5. Le 29 septembre 2016 à 19:15, par la bâtardise ne gagnera pas En réponse à : « S’il le faut, nous nous donnerons les moyens d’interpeller Maroc Télécom sur la situation qui prévaut à l’ONATEL », Soulemane So, secrétaire général du SYNATEL
Internaute 2 dit voltaïque, si tu es un apatride, il faut te taire.

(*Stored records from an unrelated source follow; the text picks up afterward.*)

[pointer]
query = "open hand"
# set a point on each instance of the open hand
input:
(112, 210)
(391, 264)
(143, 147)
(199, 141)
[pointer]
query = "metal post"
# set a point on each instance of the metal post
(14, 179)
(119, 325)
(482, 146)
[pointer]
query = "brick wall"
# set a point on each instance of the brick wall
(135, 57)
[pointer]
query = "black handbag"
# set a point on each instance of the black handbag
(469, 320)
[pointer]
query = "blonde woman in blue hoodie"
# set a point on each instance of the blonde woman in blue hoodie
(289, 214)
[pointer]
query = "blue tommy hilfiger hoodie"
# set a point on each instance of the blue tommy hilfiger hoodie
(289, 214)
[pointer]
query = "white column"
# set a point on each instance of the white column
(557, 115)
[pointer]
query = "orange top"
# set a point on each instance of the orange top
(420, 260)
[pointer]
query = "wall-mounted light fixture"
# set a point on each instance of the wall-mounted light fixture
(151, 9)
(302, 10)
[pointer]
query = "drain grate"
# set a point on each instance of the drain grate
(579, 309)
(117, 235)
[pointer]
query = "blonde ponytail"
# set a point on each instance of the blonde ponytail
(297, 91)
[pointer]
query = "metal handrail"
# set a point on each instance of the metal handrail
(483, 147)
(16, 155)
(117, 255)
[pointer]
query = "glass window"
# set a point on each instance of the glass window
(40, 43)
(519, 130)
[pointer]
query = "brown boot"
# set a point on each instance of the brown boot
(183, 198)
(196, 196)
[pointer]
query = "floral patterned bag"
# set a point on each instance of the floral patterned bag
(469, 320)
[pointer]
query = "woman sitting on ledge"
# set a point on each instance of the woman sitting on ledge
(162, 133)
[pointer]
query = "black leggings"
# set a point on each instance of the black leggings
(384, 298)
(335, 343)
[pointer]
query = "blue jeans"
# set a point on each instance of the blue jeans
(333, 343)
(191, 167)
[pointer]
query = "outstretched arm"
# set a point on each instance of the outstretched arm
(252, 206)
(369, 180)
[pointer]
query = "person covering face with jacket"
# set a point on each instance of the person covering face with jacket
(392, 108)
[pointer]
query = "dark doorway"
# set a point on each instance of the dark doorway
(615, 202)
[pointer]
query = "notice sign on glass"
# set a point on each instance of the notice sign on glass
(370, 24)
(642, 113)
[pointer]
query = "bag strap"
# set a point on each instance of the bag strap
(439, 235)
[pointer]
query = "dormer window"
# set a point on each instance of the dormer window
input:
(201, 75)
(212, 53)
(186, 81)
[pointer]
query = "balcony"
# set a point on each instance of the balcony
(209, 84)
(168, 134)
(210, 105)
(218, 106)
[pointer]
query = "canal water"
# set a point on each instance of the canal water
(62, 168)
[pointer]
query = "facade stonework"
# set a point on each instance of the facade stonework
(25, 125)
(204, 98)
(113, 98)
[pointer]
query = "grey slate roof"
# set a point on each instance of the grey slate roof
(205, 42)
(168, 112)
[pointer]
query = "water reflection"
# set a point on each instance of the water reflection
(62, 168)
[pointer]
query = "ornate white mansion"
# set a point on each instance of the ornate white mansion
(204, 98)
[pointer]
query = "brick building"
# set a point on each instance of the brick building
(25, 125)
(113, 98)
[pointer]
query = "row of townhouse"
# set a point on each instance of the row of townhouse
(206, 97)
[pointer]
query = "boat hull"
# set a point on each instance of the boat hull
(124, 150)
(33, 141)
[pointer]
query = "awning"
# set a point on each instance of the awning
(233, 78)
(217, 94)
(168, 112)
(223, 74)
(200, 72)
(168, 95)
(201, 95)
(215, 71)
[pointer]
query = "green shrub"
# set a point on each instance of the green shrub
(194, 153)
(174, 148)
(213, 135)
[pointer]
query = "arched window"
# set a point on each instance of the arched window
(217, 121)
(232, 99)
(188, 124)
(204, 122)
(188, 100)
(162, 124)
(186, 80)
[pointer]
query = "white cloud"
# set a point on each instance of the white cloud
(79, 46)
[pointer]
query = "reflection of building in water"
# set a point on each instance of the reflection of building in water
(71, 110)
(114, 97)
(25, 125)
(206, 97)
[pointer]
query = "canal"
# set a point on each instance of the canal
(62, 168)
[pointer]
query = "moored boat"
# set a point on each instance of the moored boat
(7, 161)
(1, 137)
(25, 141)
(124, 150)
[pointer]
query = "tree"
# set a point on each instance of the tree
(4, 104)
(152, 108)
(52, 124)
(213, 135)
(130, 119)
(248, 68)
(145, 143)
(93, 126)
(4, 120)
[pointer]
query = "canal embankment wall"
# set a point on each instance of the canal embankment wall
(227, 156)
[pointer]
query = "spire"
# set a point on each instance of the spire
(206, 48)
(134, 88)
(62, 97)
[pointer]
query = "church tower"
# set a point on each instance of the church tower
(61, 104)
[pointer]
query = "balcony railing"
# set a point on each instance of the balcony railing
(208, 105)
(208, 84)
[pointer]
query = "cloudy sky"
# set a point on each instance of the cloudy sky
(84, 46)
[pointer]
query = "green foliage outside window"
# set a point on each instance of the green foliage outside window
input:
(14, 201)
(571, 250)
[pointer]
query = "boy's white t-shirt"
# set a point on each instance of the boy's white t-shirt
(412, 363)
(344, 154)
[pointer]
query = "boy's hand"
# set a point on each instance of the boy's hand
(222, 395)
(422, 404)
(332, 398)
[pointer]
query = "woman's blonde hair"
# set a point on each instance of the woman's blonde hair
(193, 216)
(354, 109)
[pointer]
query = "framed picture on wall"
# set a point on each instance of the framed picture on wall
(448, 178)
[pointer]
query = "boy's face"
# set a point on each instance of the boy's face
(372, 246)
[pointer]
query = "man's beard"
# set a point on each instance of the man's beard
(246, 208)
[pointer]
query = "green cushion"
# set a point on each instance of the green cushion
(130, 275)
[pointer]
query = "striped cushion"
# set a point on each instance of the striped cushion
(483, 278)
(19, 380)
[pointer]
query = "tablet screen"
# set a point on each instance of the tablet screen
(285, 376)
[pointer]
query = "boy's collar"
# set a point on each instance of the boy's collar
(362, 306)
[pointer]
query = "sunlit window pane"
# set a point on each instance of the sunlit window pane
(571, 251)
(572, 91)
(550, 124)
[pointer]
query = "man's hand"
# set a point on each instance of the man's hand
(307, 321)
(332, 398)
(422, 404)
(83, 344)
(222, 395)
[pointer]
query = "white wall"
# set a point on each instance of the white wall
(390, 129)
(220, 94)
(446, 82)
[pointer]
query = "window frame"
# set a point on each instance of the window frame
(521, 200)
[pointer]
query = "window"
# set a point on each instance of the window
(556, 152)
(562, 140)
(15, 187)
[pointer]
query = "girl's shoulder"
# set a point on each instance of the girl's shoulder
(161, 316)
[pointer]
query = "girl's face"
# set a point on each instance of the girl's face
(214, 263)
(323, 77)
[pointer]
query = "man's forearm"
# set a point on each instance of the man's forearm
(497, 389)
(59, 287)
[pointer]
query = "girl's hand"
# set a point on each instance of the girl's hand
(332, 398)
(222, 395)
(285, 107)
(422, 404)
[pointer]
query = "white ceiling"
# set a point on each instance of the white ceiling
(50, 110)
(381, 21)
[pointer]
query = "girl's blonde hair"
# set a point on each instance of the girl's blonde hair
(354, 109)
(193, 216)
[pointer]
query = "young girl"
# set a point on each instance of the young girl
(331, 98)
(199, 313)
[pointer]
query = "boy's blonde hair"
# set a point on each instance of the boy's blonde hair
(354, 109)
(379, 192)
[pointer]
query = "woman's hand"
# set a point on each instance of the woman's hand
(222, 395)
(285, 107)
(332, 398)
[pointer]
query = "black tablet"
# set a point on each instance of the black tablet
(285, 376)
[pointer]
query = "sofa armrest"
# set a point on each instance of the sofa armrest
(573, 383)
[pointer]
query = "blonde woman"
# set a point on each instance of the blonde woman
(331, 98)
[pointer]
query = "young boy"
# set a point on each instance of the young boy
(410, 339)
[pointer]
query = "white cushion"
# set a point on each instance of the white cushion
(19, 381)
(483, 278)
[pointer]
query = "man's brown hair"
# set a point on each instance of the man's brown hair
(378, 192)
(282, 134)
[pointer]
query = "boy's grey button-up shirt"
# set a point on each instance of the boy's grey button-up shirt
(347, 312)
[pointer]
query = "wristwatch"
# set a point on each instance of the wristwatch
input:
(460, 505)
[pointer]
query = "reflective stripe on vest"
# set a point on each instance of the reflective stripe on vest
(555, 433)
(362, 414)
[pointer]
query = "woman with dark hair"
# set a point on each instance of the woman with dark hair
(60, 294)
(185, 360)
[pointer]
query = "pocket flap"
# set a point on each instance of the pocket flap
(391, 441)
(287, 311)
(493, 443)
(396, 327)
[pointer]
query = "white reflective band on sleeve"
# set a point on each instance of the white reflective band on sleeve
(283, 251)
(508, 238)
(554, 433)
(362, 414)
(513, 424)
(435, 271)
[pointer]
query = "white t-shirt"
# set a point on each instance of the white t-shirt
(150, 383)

Là où un pourcent des intérêts du peuple burkinabé, il sera défendu.
6. Le 29 septembre 2016 à 22:21, par diko abdoulaye En réponse à : « S’il le faut, nous nous donnerons les moyens d’interpeller Maroc Télécom sur la situation qui prévaut à l’ONATEL », Soulemane So, secrétaire général du SYNATEL
Merci SG SYNATEL ; pour votre patriotisme, votre esprit de discernement , en somme votre BURKINDI qui n’est pas marchandage.,TOUNE NINA POUKAMI PILI PABE SAAMI -GONGA.
7. Le 29 septembre 2016 à 22:41, par DIAWARA FAMARA En réponse à : « S’il le faut, nous nous donnerons les moyens d’interpeller Maroc Télécom sur la situation qui prévaut à l’ONATEL », Soulemane So, secrétaire général du SYNATEL
La dignité et les compétences nationales des travailleurs de LONATEL doivent être respectées par ces capitalistes voraces, donc qu’ils cessent de traiter ces dignes fils du BURKINA comme des esclaves car rien ne vaut la dignité d’un n’être humain.
8. Le 29 septembre 2016 à 23:04, par MILOGO NESTOR En réponse à : « S’il le faut, nous nous donnerons les moyens d’interpeller Maroc Télécom sur la situation qui prévaut à l’ONATEL », Soulemane So, secrétaire général du SYNATEL
Il est important que le peuple et l’ensemble des clients de LONATEL soutiennent cette lutte qui est la leur qui est une lutte patriotique ; malgré le prix a payer. Car depuis 2006 cette societé n’est leader que sur papier. A COMPETNCE EGALE SALAIRE EGALE et cela , ILS NE MOURONT PAS !!!!!!!!!